Illuminanti in questo senso “High, Low And Between”
(1972) e “The Late Great Townes Van Zandt” (1973).
Townes
Van Zandt è ormai considerato in Texas come il punto di riferimento di quella
corrente di cantautori che comprende fra gli altri i vecchi amici Guy Clark e
Jerry Jeff Walker, Willis Alan Ramsey e Ray Willie Hubbard.
Abita
in mezzo ai boschi in una casa di legno da lui stesso ristrutturata ma la sua
esistenza è segnata da continue crisi depressive che lo portano a tentativi di
suicidio, dall'alcolismo e dall'uso di droghe.
Nel
1976 Emmylou Harris include “Poncho & Lefty” nell'album “Luxury Liner”
(la stessa canzone nel 1983 sarà n. 1 delle classifiche country
nell'interpretazione di Willie Nelson e Merle Haggard) ed il nome di Van Zandt
inizia a girare con una certa insistenza anche fuori dai confini degli States
senza tuttavia mai conoscere il successo commerciale.
Tre
anni di inattività prima di tornare al lavoro per merito di John M. Lomax III,
suo manager dal giugno del 1976, che gli restituisce fiducia e stimoli.
Townes
Van Zandt si sposta a Nashville, firma per la Tomato Music Company, etichetta
indipendente di NewYork, e nel luglio del 1977 realizza “Live At The Old
Quarter”, doppio album completamente acustico registrato nell'estate del 1973.
Il
disco è la somma delle sue esperienze artistiche ma soprattutto costituisce una
sorta di 'manifesto' del canone di musica del Texas, che egli stesso ha
delineato nel corso degli anni e che qui trova una compiuta sintesi.
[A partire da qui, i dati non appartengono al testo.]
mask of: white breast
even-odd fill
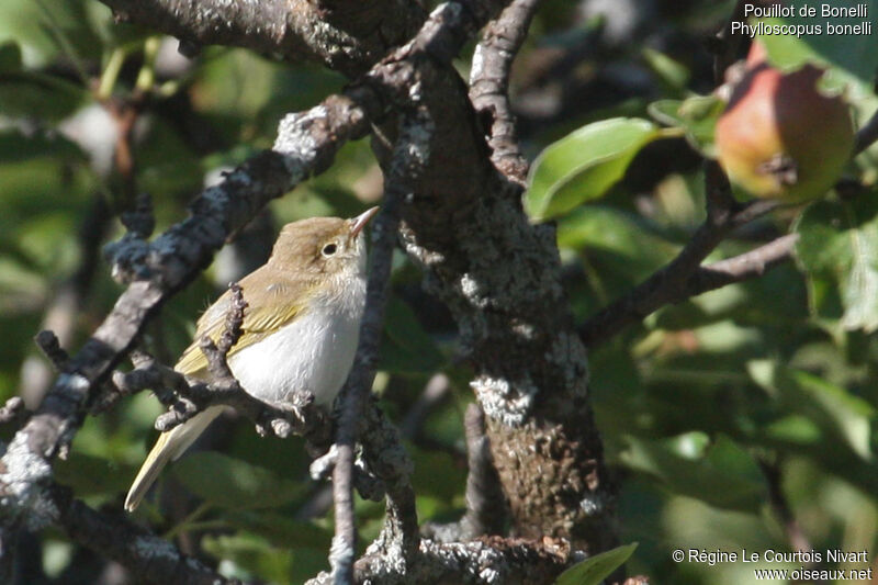
[[[317,303],[278,333],[233,355],[228,365],[244,389],[266,402],[308,391],[330,405],[357,351],[365,283],[353,279],[331,303]],[[320,306],[322,305],[322,306]]]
È il
lavoro che lo consacrerà definitivamente come uno dei più grandi e rispettati
folksinger della sua generazione. Sogni, visioni, dolci ballate, talking blues
si alternano legati da un sottile sense of humor in un coinvolgente dialogo con
il pubblico.
L'anno
successivo Van Zandt rientra in sala per registrare il suo più bel disco di
studio “Flyin' Shoes”.
L'ineccepibile
lavoro degli strumentisti, scelti personalmente da Van Zandt, gli arrangiamenti
delicati e fluidi, la voce evocativa e ispirata, regalano un suono carico di
dolcezza e sensibilità che si distende in canzoni indimenticabili.
Bisognerà
attendere nove anni prima di un nuovo disco.
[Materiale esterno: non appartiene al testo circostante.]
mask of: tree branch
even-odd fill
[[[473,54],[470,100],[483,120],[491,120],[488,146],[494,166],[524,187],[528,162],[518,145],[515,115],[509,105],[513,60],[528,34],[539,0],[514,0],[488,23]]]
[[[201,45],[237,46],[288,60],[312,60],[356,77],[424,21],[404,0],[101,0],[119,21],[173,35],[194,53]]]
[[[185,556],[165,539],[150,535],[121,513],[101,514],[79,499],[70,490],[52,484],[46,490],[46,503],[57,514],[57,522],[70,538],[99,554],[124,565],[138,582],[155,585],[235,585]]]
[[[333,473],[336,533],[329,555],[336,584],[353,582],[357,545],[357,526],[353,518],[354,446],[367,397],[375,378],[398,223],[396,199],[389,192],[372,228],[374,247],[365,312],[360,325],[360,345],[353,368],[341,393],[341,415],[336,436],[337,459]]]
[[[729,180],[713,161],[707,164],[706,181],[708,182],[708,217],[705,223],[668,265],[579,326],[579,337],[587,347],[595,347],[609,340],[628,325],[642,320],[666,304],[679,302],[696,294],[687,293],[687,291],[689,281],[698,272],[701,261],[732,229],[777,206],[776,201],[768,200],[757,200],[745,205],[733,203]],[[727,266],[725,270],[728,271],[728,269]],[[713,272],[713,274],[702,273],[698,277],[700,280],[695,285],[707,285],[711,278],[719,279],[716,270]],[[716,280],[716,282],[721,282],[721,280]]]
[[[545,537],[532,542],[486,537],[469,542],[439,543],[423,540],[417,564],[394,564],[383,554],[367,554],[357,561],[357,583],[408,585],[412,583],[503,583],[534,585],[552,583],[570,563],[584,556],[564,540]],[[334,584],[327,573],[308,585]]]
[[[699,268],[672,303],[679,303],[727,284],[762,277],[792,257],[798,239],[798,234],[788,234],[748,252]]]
Townes Van Zandt riappare nel 1987 con “At My Window”.
Durante
gli anni '90 la sua discografia si arricchirà soprattutto di album live (non
tutti imperdibili), segno inequivocabile del sopravvento dei demoni che lo
hanno continuamente perseguitato, sulla sua vita interiore. Del resto, gli
spettacoli dal vivo saranno in questi tempi la sua principale fonte di
sostentamento economico.
Anche
la timbrica vocale risente del momento oscuro ma tutto ciò non pregiudicherà la
consistenza dell'ottimo “No Deeper Blues” (1994) suo ultimo lavoro di studio
registrato in Irlanda con un gruppo di musicisti locali.
Van
Zandt muore tragicamente d'infarto il primo giorno del 1997 nella sua casa di
Mt. Juliet nel Tennessee (per uno strano caso lo stesso giorno, nel 1953, era
scomparso uno dei suoi idoli, Hank Williams).
L'elenco
degli interpreti delle sue canzoni ha nel frattempo coinvolto fra gli altri
anche Hoyt Axton, Bobby Bare, Jimmie Dale Gilmore e Nancy Griffith.
Suoi discepoli possono essere considerati la stessa
Griffith e Steve Earle che a proposito di Townes si è espresso in questi
termini: "Townes Van Zandt is the best songwriter in the whole world
and I'll stand on Bob Dylan's coffee table in my cowboy boots and say that".